We all know that men don’t have a say in whether a pregnancy will continue, so I can see at least one explanation that could easily account for the tension in those families, and the observation you’ve had.
Also keeping mind that this was in family court, not the average family.
I know some spectacular fathers who put in way more effort then their wives. Don’t throw all men under a bus.
We had a baby recently and I tried to read a few books geared towards men to be better prepared.
The bar for men is very, very low. It’s a tripping hazard.
The guidance in all of them was a pathetic mix of “have you tried basic empathy?” and idiotic sports metaphors. It was baffling. Are most men actually like stupid sitcom dads from the 90s?
Yes! I got pregnant and the online advice for me was a million pages long of avoid this, do that, research everything, do 20 hours a day worth of stuff, but get enough sleep! Don’t stress or it will hurt the baby!
The online advice for him literally introduced empathy as if it were a concept he had never heard of before. The bar is below the floor. We just had him research as if he was going to be a mom.
Seriously, baby/pregnancy/parenting books for men are extremely difficult to find.
I think 90s sitcom dads is a bar most men won’t reach.
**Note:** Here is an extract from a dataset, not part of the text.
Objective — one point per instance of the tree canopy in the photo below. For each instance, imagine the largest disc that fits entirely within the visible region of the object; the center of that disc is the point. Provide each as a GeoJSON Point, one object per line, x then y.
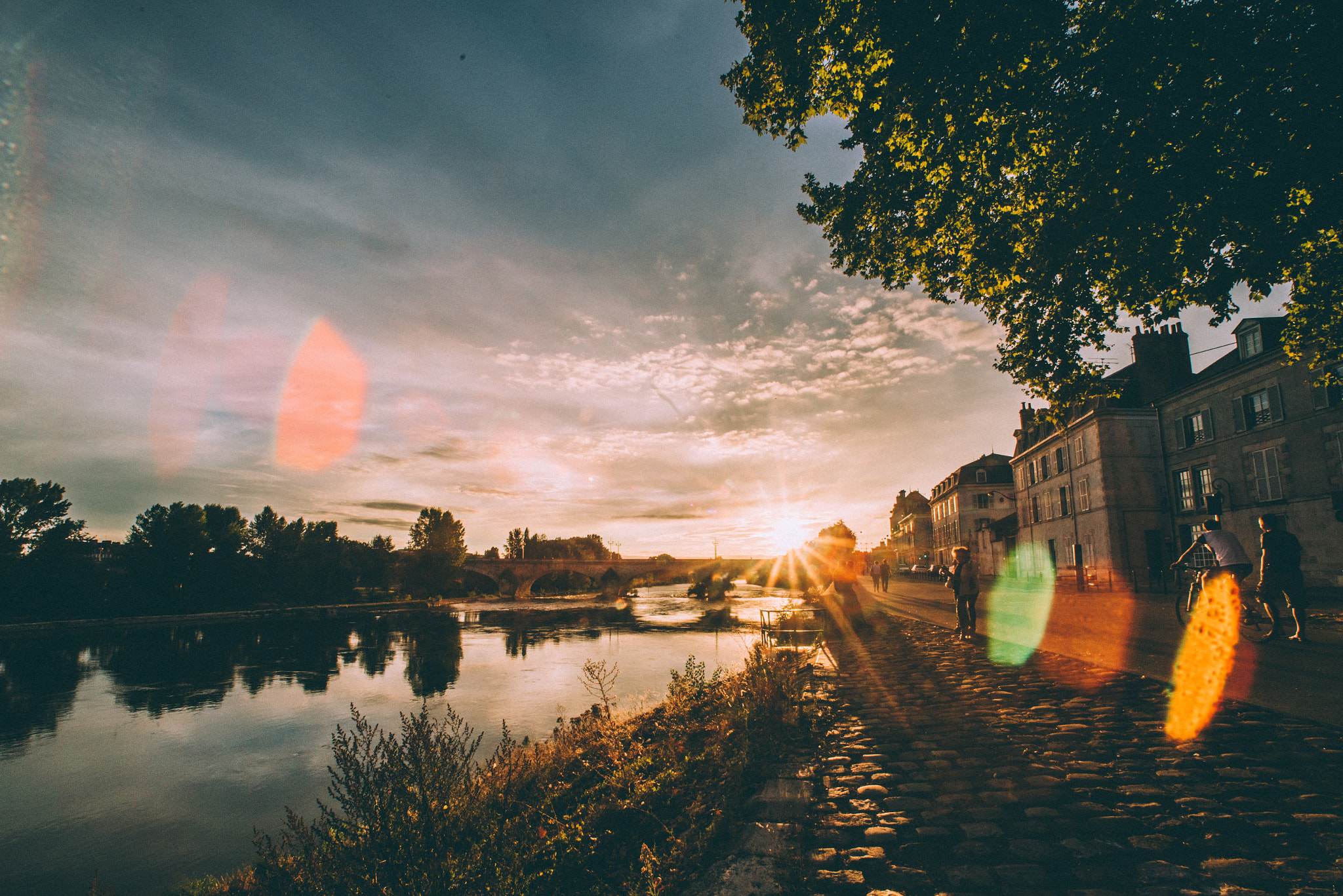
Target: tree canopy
{"type": "Point", "coordinates": [435, 531]}
{"type": "Point", "coordinates": [33, 515]}
{"type": "Point", "coordinates": [1057, 163]}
Unfortunately, the bar really is pretty low. Even most modern men who would consider themselves to be feminists(/consider woman to be equals) don’t do their fair share of household work, let alone parenting. It’s really ingrained in the culture.
Sounds like men don’t want to write books about it (or otherwise feel disincentivized for doing so), so all you’re seeing are female perspectives.
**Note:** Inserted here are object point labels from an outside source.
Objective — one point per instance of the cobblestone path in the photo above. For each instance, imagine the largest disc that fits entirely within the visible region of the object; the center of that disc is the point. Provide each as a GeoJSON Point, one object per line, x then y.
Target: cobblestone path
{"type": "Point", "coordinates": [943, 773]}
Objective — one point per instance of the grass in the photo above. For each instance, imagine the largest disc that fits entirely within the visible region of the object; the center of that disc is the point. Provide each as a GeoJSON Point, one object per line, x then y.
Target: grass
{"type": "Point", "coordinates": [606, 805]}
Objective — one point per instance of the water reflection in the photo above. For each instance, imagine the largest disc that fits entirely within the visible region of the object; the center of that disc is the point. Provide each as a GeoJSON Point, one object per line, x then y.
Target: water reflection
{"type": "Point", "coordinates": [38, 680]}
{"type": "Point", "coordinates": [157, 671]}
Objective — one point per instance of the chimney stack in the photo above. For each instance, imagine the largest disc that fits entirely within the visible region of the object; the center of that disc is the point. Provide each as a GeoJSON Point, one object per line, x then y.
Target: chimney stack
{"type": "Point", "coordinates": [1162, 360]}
I’d suggest going for “How to talk so that kids will listen and listen so kids will talk” series. To be a good step-parent, you need to be a good parent.
I’ll save you $10. This book says to stay calm, and use humor, and repeats that 582 times.
What were your search terms? You want “blended families.”
I had 3 dads in my childhood and I turned out fine, broken but fine. My son never experienced what I had to go through. So I kinda learned how not to parent.
I think being patient, soft spoken when correcting, being structural, reliable and open on your own feelings towards anything and giving kids a choice in walking their own path in some extent…kids will do alright.
“Broken but fine” is not fine.
Exactly.
No 3 is an awesome title
Probably something to do with AI
“Everything I dislike is AI”. All of these books came out well over a decade ago
I don’t know how long you’ve been on the internet but bots have been writing books for at least a decade.